Question:
Consider a probability space (Ω, F, P), and let A be an event(element of F).
Let g be the set of all events(the events denote by $g_{i}$ ) that are independent from A.
How to show that g need not be a σ-field?
I know that a σ-field f has following properties:
∅∈f
If A∈f then $A^{C}$∈f
If $A_{i}$∈f for every i∈$\mathbb{N}$,then $\bigcup_{i=1}^{\infty }$$A_{i}$∈f
And I know that for a field $f_{0}$, the third property is
- If A∈$f_{0}$ and B∈$f_{0}$,then A$\bigcup$B∈$f_{0}$.
For $g_{i}$, the properties 1. and 2. are easy to varify. But I don't know how to answer the question,show g need not be a σ-field(And sholud I use the property 3.?).
Hint: It is true that if $\{A_i\}_{i\in \Bbb N}$ is a sequence of disjoint evets all of which are independent from $E$, then $\bigcup_{i\in\Bbb N}A_i$ is independent from $E$. Let's then call $(3^-)$ the property of a family of subsets of being closed under union of countable sequences of disjoint elements.
Let's also call $(3^{--})$ the property of a family of subsets of being closed under finite intersections; equivalently, of being closed under intersections of pairs of elements. Some would say that the pair version is slightly weaker, because they adopt the convention that $\bigcap\emptyset$ is the whole space; however $(1)\land (2)\land (3^{--})$ is the same condition no matter which choice of $(3^{--})$ you make.

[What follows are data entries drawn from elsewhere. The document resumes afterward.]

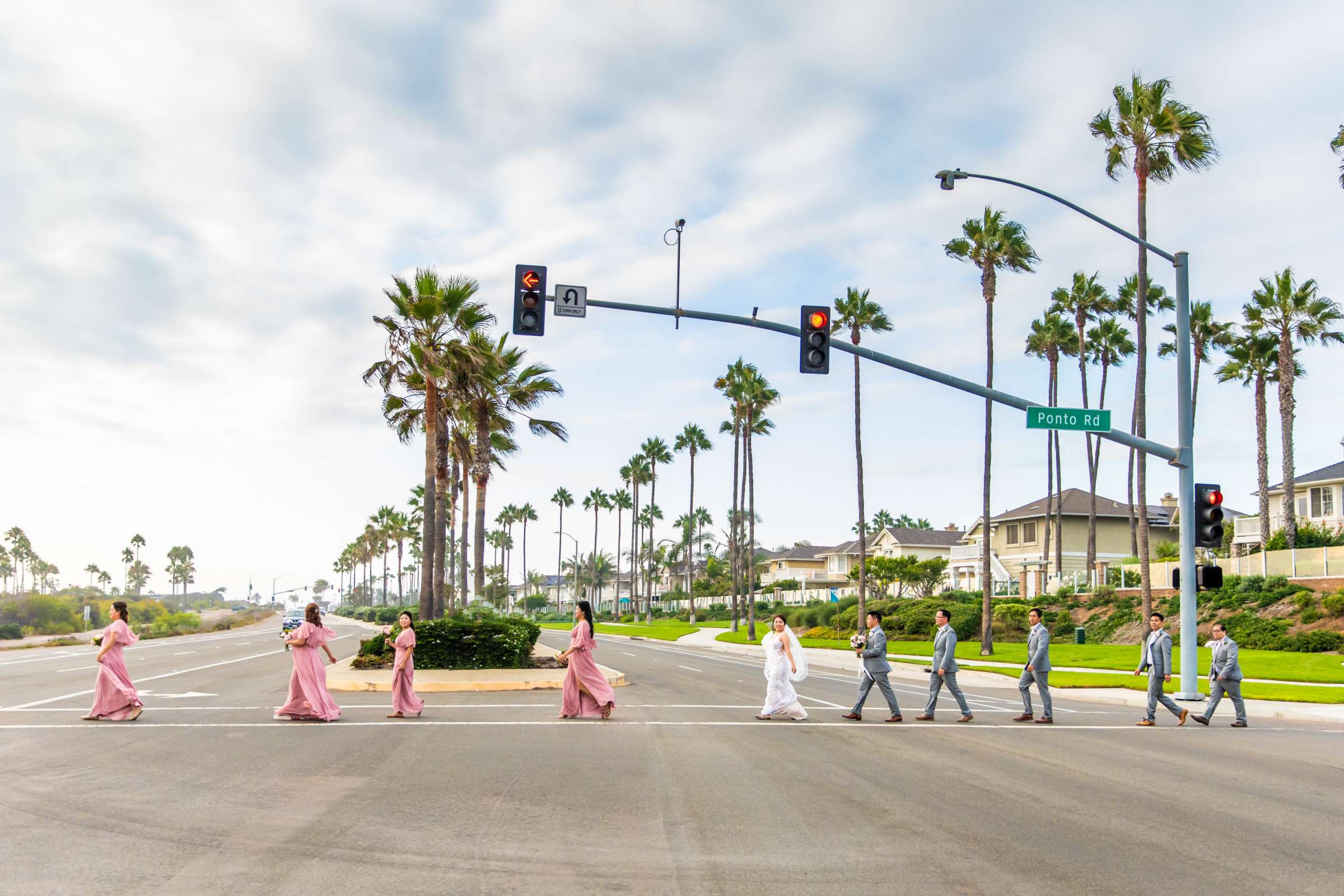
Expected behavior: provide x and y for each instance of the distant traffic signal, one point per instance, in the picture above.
(529, 300)
(1208, 516)
(815, 340)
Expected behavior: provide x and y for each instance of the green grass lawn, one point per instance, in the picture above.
(1256, 664)
(1298, 693)
(662, 633)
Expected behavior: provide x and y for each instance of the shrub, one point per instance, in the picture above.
(1334, 604)
(1318, 641)
(458, 642)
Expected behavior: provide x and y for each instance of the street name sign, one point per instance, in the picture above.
(1067, 418)
(570, 301)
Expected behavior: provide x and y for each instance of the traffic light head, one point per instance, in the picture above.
(529, 300)
(1208, 516)
(815, 340)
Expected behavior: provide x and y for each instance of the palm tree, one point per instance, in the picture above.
(562, 499)
(1253, 361)
(1086, 300)
(619, 501)
(596, 500)
(1127, 302)
(427, 340)
(503, 389)
(1050, 338)
(991, 244)
(760, 396)
(858, 314)
(1294, 314)
(1338, 148)
(1155, 136)
(1109, 346)
(693, 441)
(1205, 335)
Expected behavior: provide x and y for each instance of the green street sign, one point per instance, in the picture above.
(1067, 418)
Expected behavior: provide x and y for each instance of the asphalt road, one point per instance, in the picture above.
(682, 792)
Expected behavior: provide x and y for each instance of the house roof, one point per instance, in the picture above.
(913, 538)
(1324, 474)
(799, 553)
(1074, 503)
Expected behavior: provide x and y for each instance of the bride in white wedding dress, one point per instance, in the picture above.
(784, 664)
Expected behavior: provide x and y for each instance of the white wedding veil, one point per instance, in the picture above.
(800, 659)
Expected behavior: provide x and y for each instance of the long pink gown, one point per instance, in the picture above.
(404, 682)
(308, 695)
(113, 695)
(582, 668)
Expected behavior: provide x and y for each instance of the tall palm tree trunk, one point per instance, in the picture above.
(427, 600)
(987, 636)
(752, 535)
(733, 521)
(864, 530)
(1141, 395)
(1262, 459)
(1287, 409)
(440, 515)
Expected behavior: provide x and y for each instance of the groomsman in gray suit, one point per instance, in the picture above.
(1225, 676)
(1158, 661)
(875, 669)
(944, 668)
(1038, 669)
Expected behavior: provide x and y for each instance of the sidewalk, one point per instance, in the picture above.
(846, 661)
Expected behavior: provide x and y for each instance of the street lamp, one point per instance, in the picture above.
(1184, 461)
(575, 589)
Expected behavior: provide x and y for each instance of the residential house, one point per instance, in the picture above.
(1018, 542)
(890, 543)
(1319, 496)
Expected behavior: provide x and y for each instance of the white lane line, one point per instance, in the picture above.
(167, 675)
(422, 723)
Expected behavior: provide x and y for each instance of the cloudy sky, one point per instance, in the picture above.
(199, 209)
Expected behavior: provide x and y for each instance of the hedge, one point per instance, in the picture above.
(456, 642)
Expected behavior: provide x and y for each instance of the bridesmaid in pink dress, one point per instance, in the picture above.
(586, 689)
(308, 695)
(404, 671)
(115, 698)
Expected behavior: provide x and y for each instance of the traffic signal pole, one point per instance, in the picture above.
(1156, 449)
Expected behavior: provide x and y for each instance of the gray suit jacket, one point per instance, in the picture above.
(1038, 648)
(875, 652)
(945, 651)
(1225, 661)
(1161, 656)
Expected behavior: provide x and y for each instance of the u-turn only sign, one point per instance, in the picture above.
(570, 301)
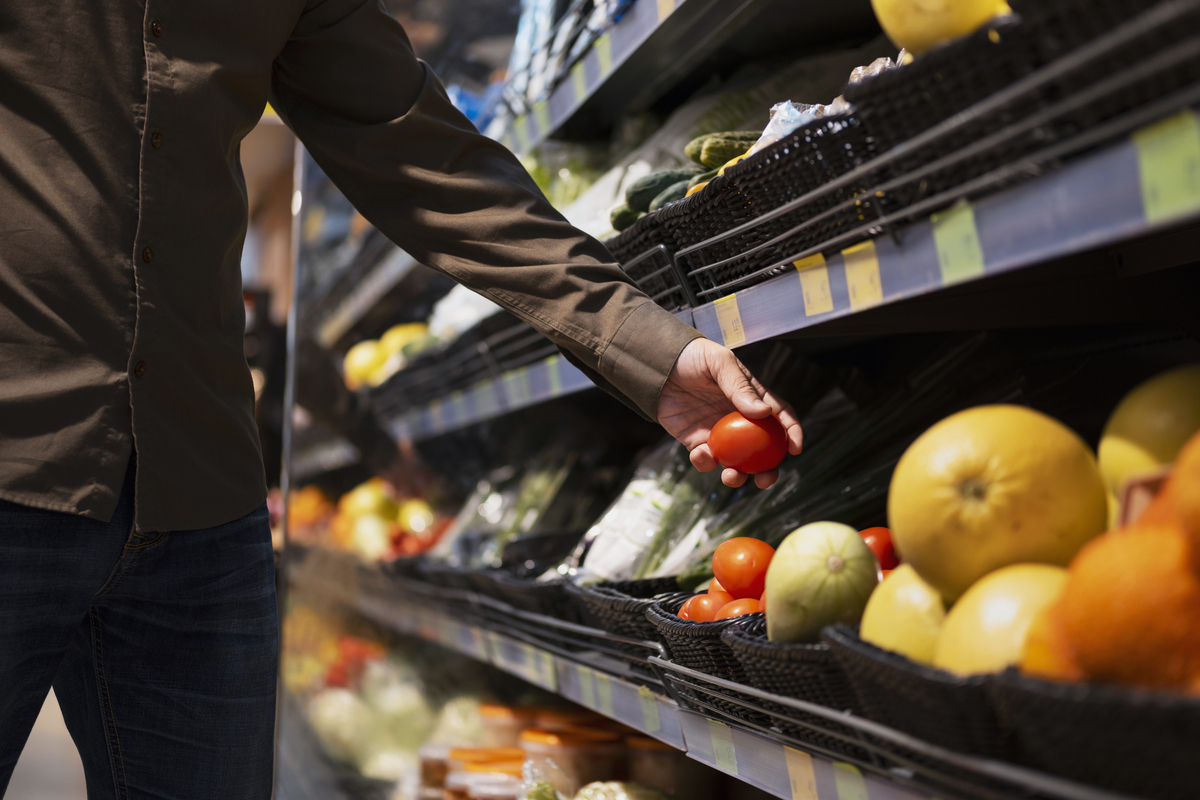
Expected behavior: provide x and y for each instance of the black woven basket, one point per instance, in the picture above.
(928, 703)
(1134, 741)
(805, 672)
(619, 606)
(696, 645)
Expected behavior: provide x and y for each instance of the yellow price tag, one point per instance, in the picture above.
(604, 695)
(651, 722)
(604, 54)
(580, 80)
(587, 687)
(555, 376)
(863, 276)
(849, 782)
(815, 284)
(729, 317)
(959, 253)
(801, 775)
(723, 746)
(1169, 162)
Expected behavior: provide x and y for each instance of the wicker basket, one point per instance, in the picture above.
(928, 703)
(1133, 741)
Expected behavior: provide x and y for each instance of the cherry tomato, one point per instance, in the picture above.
(741, 565)
(739, 607)
(703, 608)
(880, 541)
(748, 445)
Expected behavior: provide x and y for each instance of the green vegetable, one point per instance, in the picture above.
(713, 150)
(672, 193)
(642, 191)
(622, 217)
(703, 178)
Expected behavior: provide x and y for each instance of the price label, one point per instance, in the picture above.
(604, 695)
(724, 753)
(959, 254)
(729, 317)
(555, 374)
(815, 286)
(587, 687)
(863, 276)
(849, 782)
(651, 722)
(1169, 164)
(604, 54)
(801, 775)
(541, 113)
(580, 80)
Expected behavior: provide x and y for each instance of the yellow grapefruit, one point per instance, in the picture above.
(993, 486)
(1150, 425)
(919, 24)
(985, 630)
(905, 615)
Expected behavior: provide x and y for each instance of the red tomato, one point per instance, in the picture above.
(703, 608)
(739, 607)
(748, 445)
(741, 565)
(880, 541)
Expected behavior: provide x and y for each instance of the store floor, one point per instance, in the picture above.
(49, 767)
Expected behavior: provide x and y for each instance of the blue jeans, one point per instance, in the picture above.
(161, 648)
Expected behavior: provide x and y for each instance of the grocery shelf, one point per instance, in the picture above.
(1137, 187)
(513, 390)
(657, 43)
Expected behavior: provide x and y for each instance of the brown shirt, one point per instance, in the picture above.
(123, 212)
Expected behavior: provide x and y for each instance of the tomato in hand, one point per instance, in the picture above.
(880, 541)
(748, 445)
(741, 565)
(739, 607)
(702, 608)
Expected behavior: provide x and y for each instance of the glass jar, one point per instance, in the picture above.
(569, 759)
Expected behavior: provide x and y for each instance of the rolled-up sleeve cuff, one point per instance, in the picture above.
(641, 354)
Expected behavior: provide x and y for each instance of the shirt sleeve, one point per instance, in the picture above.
(379, 124)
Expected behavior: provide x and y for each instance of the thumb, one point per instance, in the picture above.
(733, 379)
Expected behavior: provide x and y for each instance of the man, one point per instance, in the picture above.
(135, 555)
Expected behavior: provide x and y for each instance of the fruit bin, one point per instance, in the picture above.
(922, 137)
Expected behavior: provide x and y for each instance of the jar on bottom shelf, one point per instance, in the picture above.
(503, 723)
(569, 759)
(661, 767)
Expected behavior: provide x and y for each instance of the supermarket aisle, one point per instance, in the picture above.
(49, 767)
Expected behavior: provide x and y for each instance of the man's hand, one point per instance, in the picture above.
(707, 383)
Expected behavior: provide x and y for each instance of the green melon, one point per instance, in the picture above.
(822, 573)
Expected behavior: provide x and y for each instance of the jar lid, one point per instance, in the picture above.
(647, 743)
(508, 711)
(573, 738)
(472, 755)
(496, 768)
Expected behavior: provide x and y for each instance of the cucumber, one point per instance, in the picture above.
(670, 194)
(622, 217)
(703, 178)
(714, 149)
(642, 191)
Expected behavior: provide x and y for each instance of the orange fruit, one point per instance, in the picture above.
(1132, 608)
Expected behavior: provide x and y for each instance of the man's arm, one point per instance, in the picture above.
(379, 124)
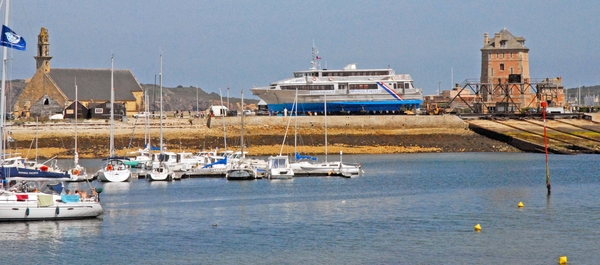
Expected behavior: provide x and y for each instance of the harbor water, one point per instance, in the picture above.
(405, 209)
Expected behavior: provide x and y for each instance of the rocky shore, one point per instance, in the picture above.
(262, 136)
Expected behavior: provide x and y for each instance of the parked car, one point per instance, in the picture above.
(57, 116)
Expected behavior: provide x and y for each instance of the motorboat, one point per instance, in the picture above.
(278, 167)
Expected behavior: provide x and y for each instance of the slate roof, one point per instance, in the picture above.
(94, 84)
(512, 42)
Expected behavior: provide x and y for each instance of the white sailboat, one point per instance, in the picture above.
(38, 193)
(332, 168)
(240, 170)
(278, 167)
(114, 169)
(160, 170)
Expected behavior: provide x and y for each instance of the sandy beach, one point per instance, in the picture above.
(262, 136)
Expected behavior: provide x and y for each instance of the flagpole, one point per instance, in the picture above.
(3, 87)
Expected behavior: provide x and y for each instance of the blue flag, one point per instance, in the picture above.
(10, 39)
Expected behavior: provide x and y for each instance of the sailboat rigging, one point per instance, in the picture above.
(114, 170)
(161, 171)
(32, 198)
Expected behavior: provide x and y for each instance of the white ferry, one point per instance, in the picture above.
(346, 91)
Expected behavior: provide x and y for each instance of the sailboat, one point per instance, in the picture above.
(114, 169)
(77, 173)
(278, 167)
(38, 193)
(332, 168)
(240, 170)
(160, 170)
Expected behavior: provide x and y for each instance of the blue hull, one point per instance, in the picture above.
(31, 174)
(350, 107)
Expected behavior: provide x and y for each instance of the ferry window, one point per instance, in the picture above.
(363, 86)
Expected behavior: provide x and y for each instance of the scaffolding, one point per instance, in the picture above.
(509, 97)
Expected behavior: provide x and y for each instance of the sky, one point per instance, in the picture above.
(243, 44)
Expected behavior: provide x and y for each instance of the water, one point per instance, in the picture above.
(406, 209)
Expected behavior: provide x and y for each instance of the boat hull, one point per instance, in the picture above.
(339, 101)
(28, 210)
(114, 175)
(240, 174)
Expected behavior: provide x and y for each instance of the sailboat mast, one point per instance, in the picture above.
(222, 113)
(544, 104)
(160, 81)
(242, 137)
(325, 127)
(296, 122)
(112, 107)
(76, 155)
(3, 86)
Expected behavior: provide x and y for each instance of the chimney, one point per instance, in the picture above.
(485, 38)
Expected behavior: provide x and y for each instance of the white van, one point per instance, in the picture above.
(217, 111)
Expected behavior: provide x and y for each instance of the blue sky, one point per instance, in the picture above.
(242, 44)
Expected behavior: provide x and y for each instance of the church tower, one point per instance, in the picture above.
(42, 60)
(504, 59)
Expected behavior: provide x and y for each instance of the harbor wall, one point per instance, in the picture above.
(362, 122)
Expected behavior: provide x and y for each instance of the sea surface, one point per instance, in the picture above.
(405, 209)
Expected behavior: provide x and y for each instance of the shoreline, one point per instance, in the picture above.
(263, 136)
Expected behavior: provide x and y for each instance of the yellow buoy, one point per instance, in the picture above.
(562, 260)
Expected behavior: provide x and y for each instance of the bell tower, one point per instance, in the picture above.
(42, 60)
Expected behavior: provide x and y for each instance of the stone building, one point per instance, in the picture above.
(51, 91)
(506, 84)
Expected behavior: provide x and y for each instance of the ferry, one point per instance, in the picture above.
(346, 91)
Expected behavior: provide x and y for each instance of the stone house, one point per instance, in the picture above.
(59, 87)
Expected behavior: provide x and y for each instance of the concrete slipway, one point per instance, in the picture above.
(566, 135)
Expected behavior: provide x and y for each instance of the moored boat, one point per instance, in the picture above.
(349, 90)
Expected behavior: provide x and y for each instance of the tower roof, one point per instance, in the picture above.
(504, 40)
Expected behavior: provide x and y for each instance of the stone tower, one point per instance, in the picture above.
(42, 60)
(504, 59)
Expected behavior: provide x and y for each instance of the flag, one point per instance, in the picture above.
(10, 39)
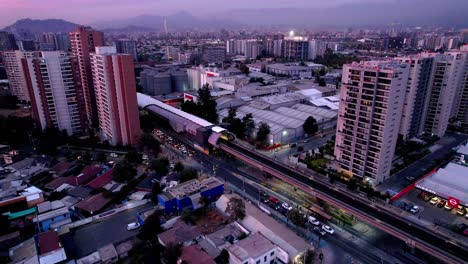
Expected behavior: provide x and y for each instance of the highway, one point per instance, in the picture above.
(438, 245)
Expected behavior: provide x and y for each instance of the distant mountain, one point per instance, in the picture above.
(36, 26)
(449, 13)
(176, 22)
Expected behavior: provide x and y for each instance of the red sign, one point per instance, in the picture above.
(453, 202)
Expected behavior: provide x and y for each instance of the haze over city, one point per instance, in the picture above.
(234, 132)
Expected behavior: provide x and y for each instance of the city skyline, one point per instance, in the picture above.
(92, 12)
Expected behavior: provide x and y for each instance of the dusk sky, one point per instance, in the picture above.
(90, 11)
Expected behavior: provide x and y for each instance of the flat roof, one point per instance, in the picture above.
(449, 181)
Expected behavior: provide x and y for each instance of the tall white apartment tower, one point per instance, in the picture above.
(15, 72)
(371, 106)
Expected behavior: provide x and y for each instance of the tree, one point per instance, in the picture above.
(207, 104)
(178, 167)
(263, 132)
(188, 174)
(297, 218)
(149, 142)
(310, 126)
(244, 69)
(249, 123)
(155, 191)
(172, 253)
(236, 208)
(133, 157)
(123, 171)
(160, 165)
(151, 228)
(223, 257)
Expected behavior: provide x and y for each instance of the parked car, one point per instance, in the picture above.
(313, 220)
(441, 204)
(133, 226)
(415, 209)
(328, 229)
(448, 207)
(409, 206)
(461, 210)
(287, 206)
(434, 201)
(319, 231)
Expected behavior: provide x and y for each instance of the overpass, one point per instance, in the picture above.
(438, 245)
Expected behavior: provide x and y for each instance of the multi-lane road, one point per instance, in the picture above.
(438, 245)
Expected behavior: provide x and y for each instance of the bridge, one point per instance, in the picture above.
(379, 215)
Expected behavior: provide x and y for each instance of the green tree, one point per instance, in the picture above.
(178, 167)
(123, 171)
(207, 104)
(149, 142)
(172, 253)
(160, 165)
(297, 218)
(188, 174)
(155, 191)
(310, 126)
(236, 208)
(133, 157)
(263, 132)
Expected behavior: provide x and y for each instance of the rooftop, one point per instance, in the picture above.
(253, 246)
(195, 255)
(48, 241)
(451, 181)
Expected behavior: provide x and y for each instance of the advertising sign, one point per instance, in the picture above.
(453, 202)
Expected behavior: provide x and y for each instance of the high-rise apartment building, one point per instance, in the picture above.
(447, 76)
(295, 48)
(127, 46)
(114, 80)
(16, 72)
(53, 83)
(417, 89)
(7, 41)
(83, 42)
(372, 98)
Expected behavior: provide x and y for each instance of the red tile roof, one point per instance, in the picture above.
(93, 204)
(48, 241)
(101, 180)
(195, 255)
(87, 174)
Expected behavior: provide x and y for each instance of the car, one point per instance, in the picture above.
(313, 220)
(447, 207)
(409, 206)
(415, 209)
(287, 206)
(328, 229)
(319, 231)
(441, 204)
(461, 210)
(132, 226)
(434, 201)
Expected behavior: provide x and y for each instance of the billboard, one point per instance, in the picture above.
(453, 202)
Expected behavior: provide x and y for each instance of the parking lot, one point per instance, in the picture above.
(436, 214)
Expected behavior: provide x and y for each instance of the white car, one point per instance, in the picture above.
(287, 206)
(415, 209)
(133, 226)
(313, 221)
(328, 229)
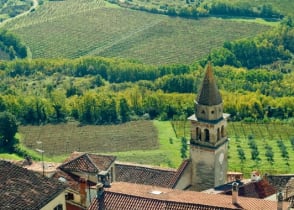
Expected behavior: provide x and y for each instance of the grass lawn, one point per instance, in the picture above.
(167, 155)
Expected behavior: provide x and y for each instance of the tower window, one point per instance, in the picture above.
(206, 133)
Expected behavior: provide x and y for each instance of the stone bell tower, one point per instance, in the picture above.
(209, 142)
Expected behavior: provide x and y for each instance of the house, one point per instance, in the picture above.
(21, 188)
(126, 196)
(79, 172)
(147, 187)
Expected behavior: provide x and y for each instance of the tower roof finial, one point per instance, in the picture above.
(209, 93)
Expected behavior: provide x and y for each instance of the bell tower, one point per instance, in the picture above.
(208, 142)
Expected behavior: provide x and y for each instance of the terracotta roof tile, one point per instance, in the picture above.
(133, 173)
(24, 189)
(209, 93)
(72, 181)
(90, 163)
(125, 195)
(179, 172)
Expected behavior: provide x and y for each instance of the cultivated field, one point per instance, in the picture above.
(75, 28)
(156, 143)
(241, 136)
(66, 138)
(145, 142)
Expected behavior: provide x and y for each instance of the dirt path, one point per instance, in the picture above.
(34, 6)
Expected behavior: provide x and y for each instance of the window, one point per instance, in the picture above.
(58, 207)
(69, 196)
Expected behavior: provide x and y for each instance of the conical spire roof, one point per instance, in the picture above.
(209, 94)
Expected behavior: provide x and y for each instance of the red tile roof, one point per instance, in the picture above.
(179, 173)
(72, 181)
(90, 163)
(24, 189)
(258, 189)
(125, 196)
(141, 174)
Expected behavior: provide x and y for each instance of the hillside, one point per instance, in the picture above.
(75, 28)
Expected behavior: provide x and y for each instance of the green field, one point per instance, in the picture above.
(137, 142)
(75, 28)
(262, 134)
(144, 142)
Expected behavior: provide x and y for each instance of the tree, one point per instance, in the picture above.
(8, 128)
(124, 110)
(184, 148)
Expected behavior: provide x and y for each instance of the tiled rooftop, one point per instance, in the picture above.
(23, 189)
(71, 180)
(90, 163)
(140, 174)
(209, 94)
(125, 196)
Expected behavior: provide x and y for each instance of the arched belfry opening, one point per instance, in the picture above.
(223, 132)
(206, 135)
(198, 134)
(209, 144)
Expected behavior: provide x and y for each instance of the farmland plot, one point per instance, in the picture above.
(75, 28)
(66, 138)
(245, 136)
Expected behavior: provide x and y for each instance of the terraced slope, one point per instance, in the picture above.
(75, 28)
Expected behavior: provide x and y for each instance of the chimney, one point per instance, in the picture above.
(235, 189)
(103, 181)
(280, 200)
(83, 192)
(100, 196)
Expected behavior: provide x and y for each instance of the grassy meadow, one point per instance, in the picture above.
(144, 142)
(263, 134)
(75, 28)
(158, 143)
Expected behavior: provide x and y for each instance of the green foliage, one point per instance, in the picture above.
(184, 148)
(8, 129)
(12, 45)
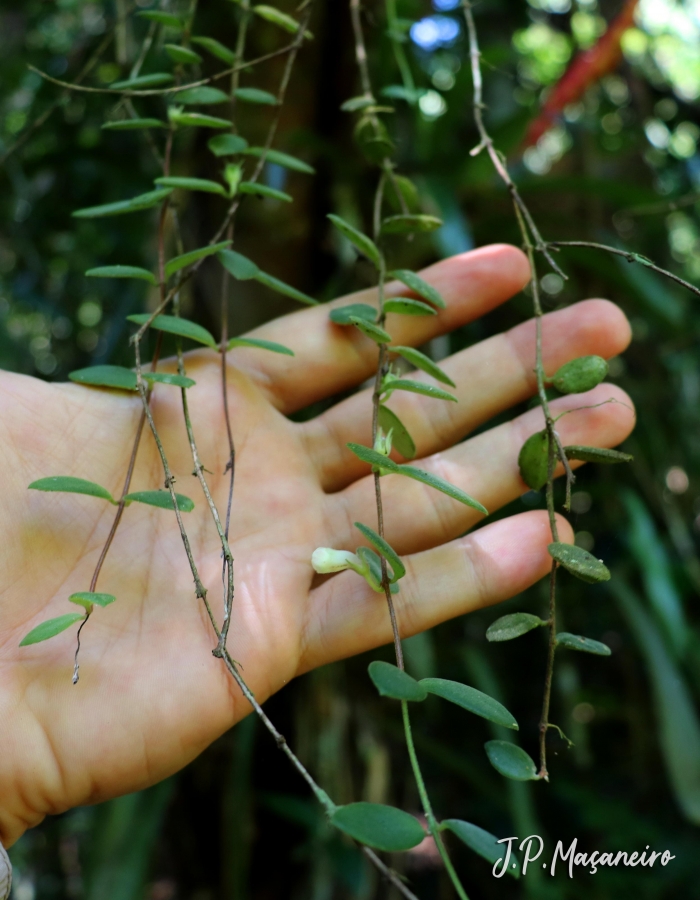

Finally, notice that a family which satisfies $(1)\land (2)\land (3^-)\land (3^{--})$ is a $\sigma$-algebra, via the trick $\bigcup_{i\in \Bbb N}A_i=\bigcup_{i\in \Bbb N}\left(A_i\cap \bigcap_{j=0}^{i-1}A_j^C\right)$.
Therefore your only hope is to find three events $A$, $B$, $C$ in some probability space such that $\{A,B\}$ are independent, $\{B,C\}$ are independent and $\{A\cap C,B\}$ are not independent.